Charming Ceanothus

A ceanothus in full bloom is a wonderful sight… the plants are smothered in flowers which makes them look like beautiful blue clouds and, depending on the variety, the shade can range from delicate light blue through to intense dark blue – nothing can beat them for… well, sheer blue-ness!

Although there are some deciduous types, the best are evergreen and flower either through late Spring to early Summer or late Summer to early Autumn, and all are butterfly and bee-friendly – so when you get at least one of these plants (one just won’t be enough!), you will have to be prepared to share! Our favourite varieties are all evergreen, which means that even when they’re not in gorgeous flower, they still have a valuable role to play in the garden offering, permanent structure and colour, and a great backdrop for plants which flower at a different time – that’s what we call a win-win!


Ceanothus ‘Lemon & Lime’

This variety bursts into flower in May and June, when its gorgeous deep blue flowers provide an eye-catching contrast to the pretty, variegated gold and green foliage. Its upright habit makes it ideal as a wall shrub and, although it is hardy, it’s best planted in a sheltered spot so it doesn’t get damaged by frost or wind.

Ceanothus ‘Zanzibar’

Another variegated variety, the leaves of ceanothus ‘Zanzibar’ are a bright Summer-yellow which are randomly blotched with patches of dark green – the foliage makes a pretty contrast to the wonderful sprays of light blue flowers that appear in May.

Ceanothus ‘Blue Mound’

A smaller, neat, bushy variety which, as the name suggests, forms a dense mound of wavy-edged, glossy dark green leaves which is smothered in bright, deep blue flowers in May and June and, if conditions are favourable, often flowers again in late Summer and Autumn.

Ceanothus ‘Autumnal Blue’

This handsome, evergreen shrub is our pick of the later flowering varieties – it produces fluffy clusters of sky-blue flowers from August to October which are nicely offset against the glossy, bright green leaves. It has a vigorous upright habit and would be great either for the back of a South or West-facing shrub border, or trained against a sunny wall.

Ceanothus ‘Puget Blue’

This variety flowers from April to June, when it is covered in dense clusters of stunning dark blue flowers. Its fast-growing, upright nature makes a superb specimen plant for a South or West-facing border, and it needs protection from cold, drying winds which may scorch the deeply veined, dark green leaves.

Ceanothus ‘Concha’

Ideal for a sunny mixed border, this dense, evergreen variety produces stunning wands of tiny, intense dark blue flowers throughout May and June on arching branches of small, glossy, dark green leaves.

Planting Tips & Care

  • These plants are native to California, which makes them susceptible to cold.
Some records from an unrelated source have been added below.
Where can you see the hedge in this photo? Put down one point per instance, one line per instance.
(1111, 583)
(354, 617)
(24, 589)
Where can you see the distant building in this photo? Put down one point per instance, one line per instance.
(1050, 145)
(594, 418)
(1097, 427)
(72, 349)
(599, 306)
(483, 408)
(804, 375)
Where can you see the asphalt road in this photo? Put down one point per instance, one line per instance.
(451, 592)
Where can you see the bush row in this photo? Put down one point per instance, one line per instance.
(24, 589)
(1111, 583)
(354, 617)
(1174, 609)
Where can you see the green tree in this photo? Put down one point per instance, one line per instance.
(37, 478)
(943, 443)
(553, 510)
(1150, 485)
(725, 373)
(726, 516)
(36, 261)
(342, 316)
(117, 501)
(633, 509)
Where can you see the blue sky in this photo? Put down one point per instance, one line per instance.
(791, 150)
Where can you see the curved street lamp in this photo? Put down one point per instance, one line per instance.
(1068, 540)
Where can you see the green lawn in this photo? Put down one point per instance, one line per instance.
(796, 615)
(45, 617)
Although they’re generally hardy in our area, to get the very best from them, you’ll need to ensure they have a position in full sun which is protected from strong, cold winds.
  • They’re happy in any free-draining soil but do not like chalk or wet clay – but don’t worry if your soil isn’t suitable, you can always provide the conditions your ceanothus needs by growing it in a pot.
  • Pruning is not generally necessary unless you find your plant out-growing its allotted space, and if you do prune, make sure that you don’t cut into old wood as this will not regrow. Generally, evergreen varieties should be pruned after flowering – and to keep your plant looking and flowering at its best, don’t forget to feed and mulch it after pruning.
  • If you’re of a mind to propagate, then semi-ripe cuttings can be taken from August through to October. Simply place 6″ lengths of stem in a half-and-half mixture of soil-based gritty compost and horticultural sand – these should root over Winter (but may take longer) after which they can be potted on individually and planted out in late Spring.
  • Our choice of the best companion plants include those with yellow, daisy-like flowers, tall, dark bearded irises, and yellow rock roses – and if you’re growing your ceanothus against a wall, then repeat-flowering, pink or apricot climbing roses, or clematis, make a stunning combination.

Now you know all you need to know about ceanothus – so stop your California Dreamin’ and get ceanothus planting!